The process is paralell to what was just done with the Random Forests, we'll first conduct the regression with the method of converting each categorical value to a number. We fit the model to the features and output from the newdf dataframe that we just defined and then compute the R^2 score for the model. We'll then plot the predicted vs actual suicide numbers

In [36]:
X = features2
y = suicide2
lm = linear_model.LinearRegression()
model = lm.fit(X,y)
print('R^2 Score:')
print(lm.score(X,y))
X_train, X_test, y_train, y_test = model_selection.train_test_split(X, suicide, test_size=0.2)
lm = linear_model.LinearRegression()
model = lm.fit(X_train, y_train)
predictions = lm.predict(X_test)
predictions[0:10]
plt.figure(figsize=(8,8))
plt.title("Predicted vs. Actual Values for Suicide Numbers", fontsize=16)
plt.scatter(y_test,predictions)
plt.plot(y_test, y_test, color="Red") # identity line y=x
plt.xlabel("Actual Values")
plt.ylabel("Predicted Values")
plt.show()
R^2 Score:
0.054816387965312845

The R^2 square score and the plot suggest that this isn't an ideal method to use for prediction. We'll now do the same process using the sklearn hot encoded model, with linear regression.

In [37]:
lm = linear_model.LinearRegression()
model = lm.fit(X_hot_encode,y)
print('R^2 Score:')
print(lm.score(X_hot_encode,y))
X_train, X_test, y_train, y_test = model_selection.train_test_split(X_hot_encode, suicide, test_size=0.2)
lm = linear_model.LinearRegression()
model = lm.fit(X_train, y_train)
predictions = lm.predict(X_test)
predictions[0:10]
plt.figure(figsize=(8,8))
plt.title("Predicted vs. Actual Values for Suicide Numbers", fontsize=16)
plt.scatter(y_test,predictions)
plt.plot(y_test, y_test, color="Red") # identity line y=x
plt.xlabel("Actual Values")
plt.ylabel("Predicted Values")
plt.show()
R^2 Score:
0.46843458350937933

While far from usable, this is definitely the best model that we've seen so far. It is almost at 50 percent accuracy.

4. Conclusion

To conclude, there are definitely factors that affect the number of suicides taking place in communities. The exploratory data analysis proved that and also helped illustrate what a lot of people would consider intuition or common sense. However, using these general trends to try and predict concrete values seems unfeasible in practice. It would obviously be very beneficial to be able to predict what suicide rates could look like in certain situations, as this would help people be more aware where help is needed and what areas are most at risk.

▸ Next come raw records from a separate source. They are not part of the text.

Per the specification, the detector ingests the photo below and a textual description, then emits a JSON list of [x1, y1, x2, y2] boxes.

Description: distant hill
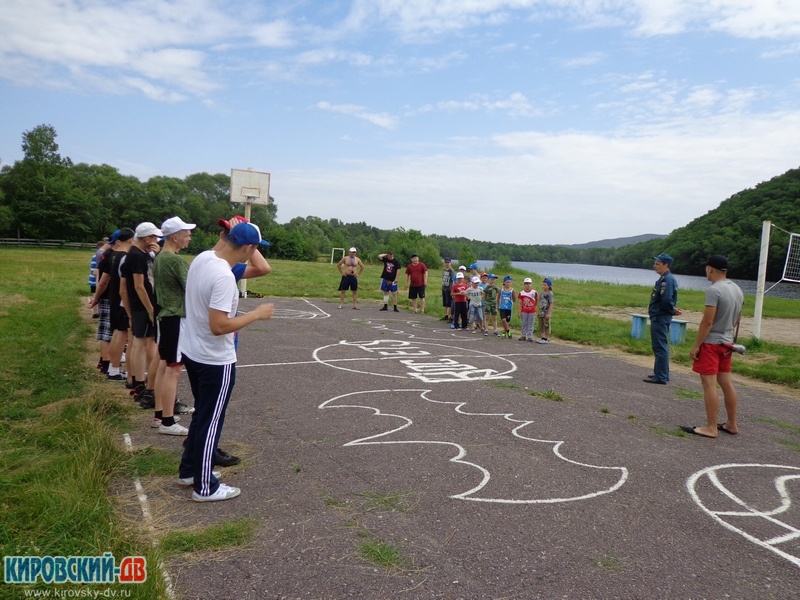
[[567, 233, 667, 250], [612, 169, 800, 281]]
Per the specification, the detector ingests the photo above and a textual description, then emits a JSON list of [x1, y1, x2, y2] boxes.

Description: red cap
[[217, 215, 249, 231]]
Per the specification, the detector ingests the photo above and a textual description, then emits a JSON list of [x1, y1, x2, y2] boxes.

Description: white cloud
[[317, 102, 398, 129], [273, 113, 800, 244]]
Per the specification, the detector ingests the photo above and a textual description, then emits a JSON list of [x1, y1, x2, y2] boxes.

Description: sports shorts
[[408, 285, 425, 300], [97, 298, 112, 342], [692, 344, 733, 375], [381, 279, 397, 292], [339, 275, 358, 292], [156, 317, 183, 367], [442, 288, 453, 308], [131, 310, 156, 339]]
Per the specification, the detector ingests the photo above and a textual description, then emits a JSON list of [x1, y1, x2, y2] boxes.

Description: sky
[[0, 0, 800, 244]]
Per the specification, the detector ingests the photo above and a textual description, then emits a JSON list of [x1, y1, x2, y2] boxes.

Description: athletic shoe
[[178, 471, 222, 487], [214, 448, 242, 467], [136, 390, 156, 410], [174, 398, 194, 415], [158, 423, 189, 435], [192, 483, 242, 502], [150, 417, 181, 428]]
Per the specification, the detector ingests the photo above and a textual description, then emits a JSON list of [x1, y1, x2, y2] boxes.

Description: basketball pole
[[239, 196, 255, 298], [753, 221, 772, 340]]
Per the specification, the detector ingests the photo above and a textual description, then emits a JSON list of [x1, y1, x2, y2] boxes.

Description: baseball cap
[[228, 223, 269, 246], [653, 252, 672, 266], [703, 254, 728, 271], [161, 217, 197, 235], [217, 215, 248, 231], [133, 221, 164, 240], [112, 227, 136, 243]]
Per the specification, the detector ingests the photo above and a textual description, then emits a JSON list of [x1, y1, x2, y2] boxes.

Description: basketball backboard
[[231, 169, 269, 206]]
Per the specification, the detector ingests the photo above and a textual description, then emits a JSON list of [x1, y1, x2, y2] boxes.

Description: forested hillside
[[0, 125, 800, 281], [614, 169, 800, 281]]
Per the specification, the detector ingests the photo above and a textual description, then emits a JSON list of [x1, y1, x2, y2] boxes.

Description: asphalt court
[[142, 298, 800, 598]]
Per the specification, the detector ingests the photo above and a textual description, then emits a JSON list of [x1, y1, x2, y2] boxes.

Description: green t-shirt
[[153, 250, 189, 319]]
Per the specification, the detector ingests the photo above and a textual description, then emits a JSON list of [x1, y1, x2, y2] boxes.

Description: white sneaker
[[192, 483, 242, 502], [158, 423, 189, 435], [178, 471, 222, 486]]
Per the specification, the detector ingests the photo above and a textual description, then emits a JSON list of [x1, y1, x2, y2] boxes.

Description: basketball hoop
[[231, 169, 269, 298]]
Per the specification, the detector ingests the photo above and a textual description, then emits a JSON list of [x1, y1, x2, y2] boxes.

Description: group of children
[[443, 264, 555, 344]]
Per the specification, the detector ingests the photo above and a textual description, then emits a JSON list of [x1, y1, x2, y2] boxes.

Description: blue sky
[[0, 0, 800, 244]]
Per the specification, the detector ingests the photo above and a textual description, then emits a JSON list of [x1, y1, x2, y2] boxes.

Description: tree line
[[0, 125, 800, 280]]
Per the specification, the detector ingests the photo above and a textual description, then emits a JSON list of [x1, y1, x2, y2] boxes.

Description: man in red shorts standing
[[681, 254, 744, 438]]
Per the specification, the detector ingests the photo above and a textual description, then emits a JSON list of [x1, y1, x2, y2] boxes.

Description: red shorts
[[692, 344, 733, 375]]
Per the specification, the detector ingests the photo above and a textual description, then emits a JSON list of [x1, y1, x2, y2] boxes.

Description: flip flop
[[681, 425, 717, 440]]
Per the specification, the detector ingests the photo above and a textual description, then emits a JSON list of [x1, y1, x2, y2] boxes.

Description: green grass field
[[0, 248, 800, 599]]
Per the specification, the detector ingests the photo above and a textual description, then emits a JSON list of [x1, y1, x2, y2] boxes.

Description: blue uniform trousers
[[650, 317, 672, 383]]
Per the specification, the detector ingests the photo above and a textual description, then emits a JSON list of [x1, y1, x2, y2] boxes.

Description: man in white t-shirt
[[178, 223, 275, 502]]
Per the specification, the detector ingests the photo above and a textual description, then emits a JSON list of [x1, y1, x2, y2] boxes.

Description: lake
[[478, 260, 800, 300]]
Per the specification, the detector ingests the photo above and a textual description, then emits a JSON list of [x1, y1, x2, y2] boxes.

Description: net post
[[753, 221, 772, 340]]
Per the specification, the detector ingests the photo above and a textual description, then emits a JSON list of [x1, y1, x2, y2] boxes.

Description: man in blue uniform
[[644, 252, 681, 385]]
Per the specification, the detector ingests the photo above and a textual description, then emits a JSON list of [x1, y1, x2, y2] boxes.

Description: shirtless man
[[336, 248, 364, 310]]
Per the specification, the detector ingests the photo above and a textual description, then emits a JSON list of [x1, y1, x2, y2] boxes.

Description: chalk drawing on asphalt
[[318, 389, 628, 504], [312, 339, 517, 383], [686, 463, 800, 567]]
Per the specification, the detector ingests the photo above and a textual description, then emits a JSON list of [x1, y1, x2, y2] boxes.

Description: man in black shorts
[[378, 251, 401, 312], [122, 221, 163, 408], [336, 248, 364, 310], [406, 254, 428, 313]]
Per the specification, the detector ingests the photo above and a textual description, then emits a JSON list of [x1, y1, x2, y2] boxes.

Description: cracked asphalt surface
[[132, 298, 800, 599]]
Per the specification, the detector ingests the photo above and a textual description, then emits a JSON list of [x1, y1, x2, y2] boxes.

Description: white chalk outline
[[272, 298, 331, 321], [686, 463, 800, 567], [311, 339, 517, 383], [318, 389, 628, 504]]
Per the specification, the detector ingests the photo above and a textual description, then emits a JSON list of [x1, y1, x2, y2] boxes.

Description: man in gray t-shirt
[[681, 254, 744, 438]]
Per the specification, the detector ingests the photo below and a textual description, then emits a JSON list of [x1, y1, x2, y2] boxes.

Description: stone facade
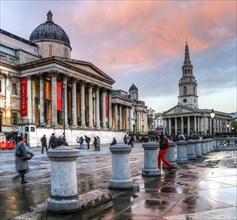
[[0, 12, 147, 144]]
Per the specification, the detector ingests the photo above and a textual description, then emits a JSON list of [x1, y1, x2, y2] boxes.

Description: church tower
[[178, 41, 198, 108]]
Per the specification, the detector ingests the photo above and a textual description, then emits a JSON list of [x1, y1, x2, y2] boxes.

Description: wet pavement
[[0, 144, 237, 220]]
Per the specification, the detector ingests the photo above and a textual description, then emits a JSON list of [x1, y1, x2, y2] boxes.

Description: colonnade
[[163, 116, 231, 135]]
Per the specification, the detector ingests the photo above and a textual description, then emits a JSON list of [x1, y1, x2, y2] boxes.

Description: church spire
[[47, 10, 53, 21], [184, 39, 191, 65]]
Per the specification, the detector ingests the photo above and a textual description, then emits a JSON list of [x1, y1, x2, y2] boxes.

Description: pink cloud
[[64, 1, 236, 70]]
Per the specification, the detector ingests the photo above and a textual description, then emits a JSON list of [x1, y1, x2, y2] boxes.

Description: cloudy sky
[[0, 0, 237, 112]]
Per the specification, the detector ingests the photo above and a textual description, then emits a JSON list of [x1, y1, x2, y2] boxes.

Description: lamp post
[[210, 109, 216, 136]]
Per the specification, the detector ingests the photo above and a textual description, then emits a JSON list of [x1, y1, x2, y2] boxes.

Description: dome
[[129, 83, 138, 92], [29, 11, 71, 48]]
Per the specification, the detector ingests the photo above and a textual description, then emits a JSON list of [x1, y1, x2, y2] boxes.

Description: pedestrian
[[79, 136, 84, 149], [96, 136, 100, 151], [41, 134, 48, 154], [128, 135, 134, 147], [85, 135, 91, 149], [158, 134, 175, 170], [13, 136, 34, 184], [110, 137, 117, 146], [49, 133, 57, 148]]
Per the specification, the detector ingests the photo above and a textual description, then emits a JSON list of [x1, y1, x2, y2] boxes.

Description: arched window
[[183, 86, 187, 95]]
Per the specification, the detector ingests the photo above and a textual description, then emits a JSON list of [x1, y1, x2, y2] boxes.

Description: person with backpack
[[158, 134, 176, 170]]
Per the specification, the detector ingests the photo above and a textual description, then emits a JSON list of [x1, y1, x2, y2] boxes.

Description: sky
[[0, 0, 237, 113]]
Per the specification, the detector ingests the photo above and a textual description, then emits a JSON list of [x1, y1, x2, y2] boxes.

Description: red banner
[[105, 96, 109, 118], [21, 78, 27, 116], [57, 82, 63, 111]]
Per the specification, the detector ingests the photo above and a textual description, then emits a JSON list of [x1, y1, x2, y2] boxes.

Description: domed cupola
[[129, 83, 138, 100], [29, 11, 72, 58]]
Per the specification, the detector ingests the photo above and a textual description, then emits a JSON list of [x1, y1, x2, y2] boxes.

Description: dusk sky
[[0, 0, 237, 113]]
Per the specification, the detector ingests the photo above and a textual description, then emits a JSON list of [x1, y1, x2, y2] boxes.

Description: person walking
[[49, 133, 57, 148], [85, 135, 91, 149], [158, 134, 175, 170], [41, 134, 48, 154], [13, 136, 34, 184]]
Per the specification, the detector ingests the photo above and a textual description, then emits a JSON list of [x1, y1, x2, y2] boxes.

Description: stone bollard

When fitting the mathematical model to try and use catergorical data, the approach of assigning each data arbitary values wasn't effective at all. This was probably due to the data being given weights that they did not deserve, that is, the tenth unique value is unfairly given 10 times the weight of the first unique value in this approach. The hot encoding approach yielded marginally better results, and perhaps more work can be done to tailor it better to this dataset.

Hopefully, even more progress can be made that builds off of these approaches to narrow down the exact factors that drive one of the biggest problems our society is facing today.